Google a annoncé, le 30 juillet, sa décision de signer le code de pratique de l’Union européenne sur l’intelligence artificielle, un texte volontaire censé guider les entreprises dans la mise en conformité avec le AI Act. Cette décision intervient alors que la pression réglementaire s’intensifie sur les grands modèles d’IA et que les entreprises du secteur oscillent entre adhésion et réserve.
Google signe le code européen sur l’IA malgré ses réserves

Google et l’Union européenne : un engagement sous conditions
Le président des affaires mondiales de Google, Kent Walker, a officialisé cette signature dans un billet de blog publié mercredi. Il y affirme dans des propos rapportés par Boursorama : « Nous agissons ainsi dans l'espoir que ce code, tel qu'il est appliqué, favorisera l'accès des citoyens et des entreprises européens à des outils d'IA sécurisés et de premier ordre dès qu'ils seront disponibles ».
Mais cet engagement ne se fait pas sans réserve. Toujours selon Kent Walker, la firme craint que certaines dispositions du code et du AI Act ne freinent l’innovation : « Les écarts par rapport à la législation européenne sur le droit d'auteur, les mesures qui ralentissent les approbations ou les exigences qui exposent les secrets commerciaux pourraient freiner le développement et le déploiement de modèles européens, ce qui nuirait à la compétitivité de l'Europe ». Google dit oui à la régulation, mais exige de la flexibilité.
Le code européen : transparence, droits d’auteur et sécurité
Publié officiellement par la Commission européenne le 10 juillet 2025, le General-Purpose AI Code of Practice repose sur trois piliers :
- Transparence : obligation de documenter la manière dont les modèles sont entraînés ;
- Droits d’auteur : garantie que les données utilisées respectent les lois européennes ;
- Sécurité et sûreté : exigences spécifiques pour les modèles jugés à risque systémique.

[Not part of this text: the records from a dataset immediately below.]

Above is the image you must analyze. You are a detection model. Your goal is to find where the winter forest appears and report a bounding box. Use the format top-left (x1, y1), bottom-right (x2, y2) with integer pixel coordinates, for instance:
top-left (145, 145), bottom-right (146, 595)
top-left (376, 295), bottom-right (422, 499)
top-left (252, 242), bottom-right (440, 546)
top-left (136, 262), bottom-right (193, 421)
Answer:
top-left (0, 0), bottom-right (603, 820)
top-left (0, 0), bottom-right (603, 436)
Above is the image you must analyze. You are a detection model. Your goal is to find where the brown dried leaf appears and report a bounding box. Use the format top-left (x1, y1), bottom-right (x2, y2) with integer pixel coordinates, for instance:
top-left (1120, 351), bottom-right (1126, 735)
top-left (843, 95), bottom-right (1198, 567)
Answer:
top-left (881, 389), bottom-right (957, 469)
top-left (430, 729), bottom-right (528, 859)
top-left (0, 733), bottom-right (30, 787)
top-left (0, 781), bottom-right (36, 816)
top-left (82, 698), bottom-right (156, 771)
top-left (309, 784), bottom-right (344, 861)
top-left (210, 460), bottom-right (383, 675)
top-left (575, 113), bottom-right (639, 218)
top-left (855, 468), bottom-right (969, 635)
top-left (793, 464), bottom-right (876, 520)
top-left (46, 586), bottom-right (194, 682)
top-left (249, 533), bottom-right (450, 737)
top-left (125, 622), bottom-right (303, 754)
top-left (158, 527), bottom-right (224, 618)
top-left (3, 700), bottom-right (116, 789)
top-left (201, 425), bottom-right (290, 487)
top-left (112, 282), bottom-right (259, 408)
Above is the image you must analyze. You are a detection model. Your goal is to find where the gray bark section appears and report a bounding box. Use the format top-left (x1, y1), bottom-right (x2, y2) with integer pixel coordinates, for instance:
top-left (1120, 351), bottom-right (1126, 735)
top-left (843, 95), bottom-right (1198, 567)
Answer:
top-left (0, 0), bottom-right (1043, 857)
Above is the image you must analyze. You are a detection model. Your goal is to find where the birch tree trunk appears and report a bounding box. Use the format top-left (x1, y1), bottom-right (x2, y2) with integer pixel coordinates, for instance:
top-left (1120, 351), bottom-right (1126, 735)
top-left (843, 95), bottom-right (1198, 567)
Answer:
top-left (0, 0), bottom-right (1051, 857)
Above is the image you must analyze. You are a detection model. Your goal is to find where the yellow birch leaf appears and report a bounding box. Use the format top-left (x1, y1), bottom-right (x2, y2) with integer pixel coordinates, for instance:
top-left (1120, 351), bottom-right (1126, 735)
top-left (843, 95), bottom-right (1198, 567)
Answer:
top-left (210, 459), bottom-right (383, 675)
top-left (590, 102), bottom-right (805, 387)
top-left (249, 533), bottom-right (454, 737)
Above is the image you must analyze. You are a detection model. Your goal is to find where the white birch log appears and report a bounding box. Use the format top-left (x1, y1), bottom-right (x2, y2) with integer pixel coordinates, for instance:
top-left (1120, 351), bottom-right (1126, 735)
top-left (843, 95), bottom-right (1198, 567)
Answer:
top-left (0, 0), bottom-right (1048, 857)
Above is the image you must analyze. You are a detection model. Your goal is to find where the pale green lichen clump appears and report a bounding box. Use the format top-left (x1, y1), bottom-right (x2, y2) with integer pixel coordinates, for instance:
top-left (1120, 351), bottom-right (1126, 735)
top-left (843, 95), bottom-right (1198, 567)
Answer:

Ce code, élaboré par 13 experts indépendants, permet aux signataires de bénéficier d’une sécurité juridique renforcée en prouvant leur conformité aux articles 53 et 55 du AI Act. Il constitue une réponse directe aux préoccupations des développeurs confrontés à une législation jugée complexe, voire contraignante.
Qui signe, qui s’abstient : les géants de la tech divisés
Si Google a choisi de s’engager, tous les géants du secteur ne suivent pas. Microsoft a indiqué en juillet par la voix de son président, Brad Smith, qu’il signerait probablement le texte. Meta, en revanche, a refusé, invoquant des incertitudes juridiques sur la façon dont les exigences pourraient affecter les développeurs de modèles.
La liste des signataires publiée par la Commission est éloquente : Amazon, IBM, Anthropic, Mistral AI, OpenAI, Aleph Alpha, Cohere, et même des acteurs plus modestes comme ServiceNow ou Writer ont déjà rejoint l’initiative.